Tuesday, December 30, 2014

Dating fucking sucks.

Jesus goddamn christ.

Online dating.

Out of every 20 profile pages I look at, here's how they typically break down:
  • 4 are essentially blank; they're a saucy picture and either zero words or one sentence that says "hi send me a msg if u wanna know more kthx"
  • 2 are overtly churchy; "I'm totally devoted to Jesus and I want to find a man to help me on my journey"
  • 10 are just straight-up borning as shit; mundane comments like "I like spending time with friends and family" and "I value trust in a relationship" litter the place, and they inevitably work in something like marketing
  • 1 is more-pretentious-than-thou; there are big stupid glasses, selfies whilst drinking PBR, and references to shitty bands like The xx (which means they haven't rewritten their thing in a few months and now nobody gives a shit about 'em, gasp!)
  • 2 are mildly interesting; there are hints at there being an actual person with depth in there somewhere, buried under descriptions of how they enjoy travelling, like to take their dog for a walk, or have a niece who's really just so adorable
  • 1 sizzles; she's funny, witty, smart, engaged with the world, decent-lookin', and... well, guess what, she probably gets a shit-ton of emails a day, buckaroo
Out of the 20, then, that leaves the last two categories who are anywhere close to being decent human beings worth spending time with. That last one is outta your league, buddy, so you can whip up a soliloquy that would make Shakespeare shit his pantaloons, but she ain't ever gonna read it.

So then, ten percent of women... that's what you're left with. And they'll get flooded with ridiculous messages, too, so... y'know, you might as well just shoot yourself now and save everyone the trouble.

Wednesday, June 18, 2014

Well, it looks like I gotta revive this one.

Back from the dead comes the Brain-spillings.

I blew my cover, what can I say.

Like a dolt, I put an obscure link from my Facebook page to my other, more-current blog. And today after work, a co-worker of mine slyly mentioned, "So, I guess you've got time to have a couple of good dates, eh?"

I was puzzled... how did she know?

(The look on my face must've given away the puzzlement.)

"I read your blog. It's fun."

Uh-oh.

As I suggested over there, worlds are colliding. In fact, they sure did collide.

There are things I tell my work friends, and things I tell my non-work friends. And that's not because I like one group more or less, it's really not. But I just don't want to let those worlds collide. I'm not really sure why, but it just doesn't seem... right.

That's why I hesitated a long time to put any work-folk on my Facebook. Worlds, man.
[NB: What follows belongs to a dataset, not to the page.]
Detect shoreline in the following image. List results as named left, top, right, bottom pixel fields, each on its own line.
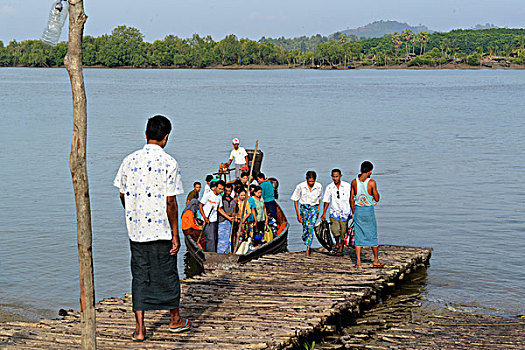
left=316, top=268, right=525, bottom=349
left=3, top=63, right=525, bottom=70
Also, the woman I went on a couple of good dates with, well, she said she just wasn't feeling it. Which fucking sucked, because I liked her. I walked her to the southbound subway platform -- missing my own northbound train, natch -- and asked if I could kiss her goodnight. This is after we walked from Carlton all the way up to Bloor after seeing a movie. But she made me miss the train, and then she gave me the ol' thumbs-down. And so in my head I'm trying to figure out when she decided that I'd get the heave-ho, was it in the movie when I didn't, say, put my hand on her leg? Because that's a big move and we saw that Seth McFarlane movie and that's not really a hand-on-leg kind of movie (she picked it), so is that really appropriate? Ugh. I just don't want to think about it anymore. And I've largely succeeded in doing so. But I figure I just had to get it out here. And that's something I couldn't have done over there.

* * * * *

And the fucking Tigers lost tonight and they're in second place. Jesus goddamn christ.